When large landlords, developers, or pension funds seek commercial financing to buy apartment buildings, banks evaluate the deals using formulas that reward owners who push rents higher. The most important metric here is what’s called the debt service coverage ratio.

This ratio is calculated by dividing a property’s net operating income—essentially the rent collected minus operating costs—by the annual debt payments on the building. Banks typically require a ratio of at least 1.25, meaning the property must generate 25 per cent more income than needed to cover the mortgage.

This creates a direct imperative for landlords: if rents or fees are too low, or operating costs too high, the property risks falling below the required ratio, which can jeopardize their loan terms. In other words, the report says, the ratio actively pressures landlords to increase rents, minimize spending on maintenance or tenant services, and pursue renovations that boost revenue.

Banks also reward landlords who “reposition” older buildings—industry-speak for renovating units, raising rents, and displacing long-time tenants—by offering better financing terms for refurbished buildings that command higher revenue. The report labels this system “displacement financing.”

Non-profit housing providers, by contrast, are penalized by bank lending criteria: they face lower loan-to-value ratios, higher equity requirements, and shorter amortization periods.

A system built to enrich banks—not households

Decades ago, policies like “asset-based welfare” promoted the notion that rising property values would provide a safety net for middle- and working-class homeowners as the traditional state welfare system was rolled back.
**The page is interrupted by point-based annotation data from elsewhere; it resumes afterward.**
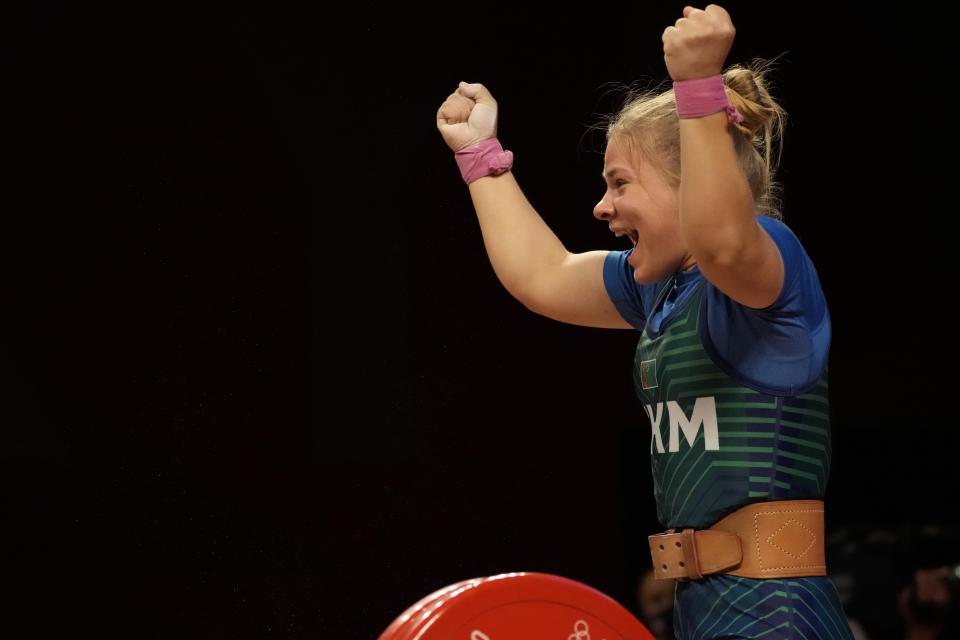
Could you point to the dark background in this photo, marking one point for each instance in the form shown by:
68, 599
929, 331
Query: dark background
260, 378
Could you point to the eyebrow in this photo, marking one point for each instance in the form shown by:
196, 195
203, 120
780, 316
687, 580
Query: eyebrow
612, 172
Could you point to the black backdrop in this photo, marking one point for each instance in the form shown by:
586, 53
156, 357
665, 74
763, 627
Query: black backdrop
260, 377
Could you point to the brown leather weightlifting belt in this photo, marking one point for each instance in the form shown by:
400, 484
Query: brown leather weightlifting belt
778, 539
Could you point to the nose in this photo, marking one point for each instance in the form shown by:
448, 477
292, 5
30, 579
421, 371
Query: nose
604, 209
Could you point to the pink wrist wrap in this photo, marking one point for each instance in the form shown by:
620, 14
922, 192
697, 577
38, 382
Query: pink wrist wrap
486, 158
703, 96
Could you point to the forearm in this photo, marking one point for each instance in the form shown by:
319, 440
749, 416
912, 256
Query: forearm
519, 243
717, 215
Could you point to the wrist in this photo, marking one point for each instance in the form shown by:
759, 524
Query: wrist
702, 97
485, 158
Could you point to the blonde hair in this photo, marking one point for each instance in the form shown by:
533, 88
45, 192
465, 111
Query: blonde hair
648, 124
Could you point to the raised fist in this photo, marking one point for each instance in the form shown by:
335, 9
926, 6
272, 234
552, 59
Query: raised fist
698, 43
467, 116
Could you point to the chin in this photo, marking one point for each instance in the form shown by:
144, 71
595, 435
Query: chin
642, 275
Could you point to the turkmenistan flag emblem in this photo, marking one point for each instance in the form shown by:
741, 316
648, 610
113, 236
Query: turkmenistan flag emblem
648, 374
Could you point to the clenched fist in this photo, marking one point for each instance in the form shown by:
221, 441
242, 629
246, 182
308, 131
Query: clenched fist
467, 116
698, 43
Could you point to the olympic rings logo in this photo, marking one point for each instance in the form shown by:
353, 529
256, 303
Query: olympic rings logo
581, 631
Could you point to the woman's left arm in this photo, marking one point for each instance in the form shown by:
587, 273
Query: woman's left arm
718, 218
717, 215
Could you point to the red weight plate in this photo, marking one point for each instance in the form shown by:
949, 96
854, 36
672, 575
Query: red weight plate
393, 631
527, 606
427, 614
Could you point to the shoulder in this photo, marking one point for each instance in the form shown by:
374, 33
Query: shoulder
633, 300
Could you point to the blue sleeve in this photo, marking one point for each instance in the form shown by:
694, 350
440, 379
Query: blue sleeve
782, 349
631, 299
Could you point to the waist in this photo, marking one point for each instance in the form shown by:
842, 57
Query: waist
773, 539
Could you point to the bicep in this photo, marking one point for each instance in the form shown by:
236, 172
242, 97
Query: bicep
574, 292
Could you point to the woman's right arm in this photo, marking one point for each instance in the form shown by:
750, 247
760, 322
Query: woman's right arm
532, 263
527, 257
Today, Canada has drifted into a paralyzing asset-inflation trap: rising home prices have become at once the financial cornerstone for millions of people and the key factor eroding affordability and distorting investment across the entire economy.

“We’re dealing with an ecosystem here,” Farha said. “Banks, governments, CMHC, and institutional investors are all interconnected, and their goals aren’t always aligned with ensuring adequate, affordable, secure housing for everyone.”

To break this cycle, the report recommends amending Canada’s Bank Act to prevent lending practices that undermine housing rights, including preferential terms for loans that preserve or create affordable units and real penalties for financing that drives evictions or excessive rent hikes. Banks should also reform commercial lending criteria to prioritize tenant security and affordability, restricting loans to landlords with histories of displacement or exploitative rent increases.

Farha further emphasizes that a portion of bank profits should be directed toward funding affordable housing through non-profits, and that gains from CMHC-backed mortgage securities should be reinvested to support public housing initiatives, tenant protections, and acquisition funds that can compete with investor-driven speculation.

“When you’re making $60 billion a year, you can afford to invest in housing as a human right, not just as a profit centre,” she said.

If policymakers are serious about affordability, they need to stop treating banks as neutral actors and start regulating them as what they are: major architects of the crisis.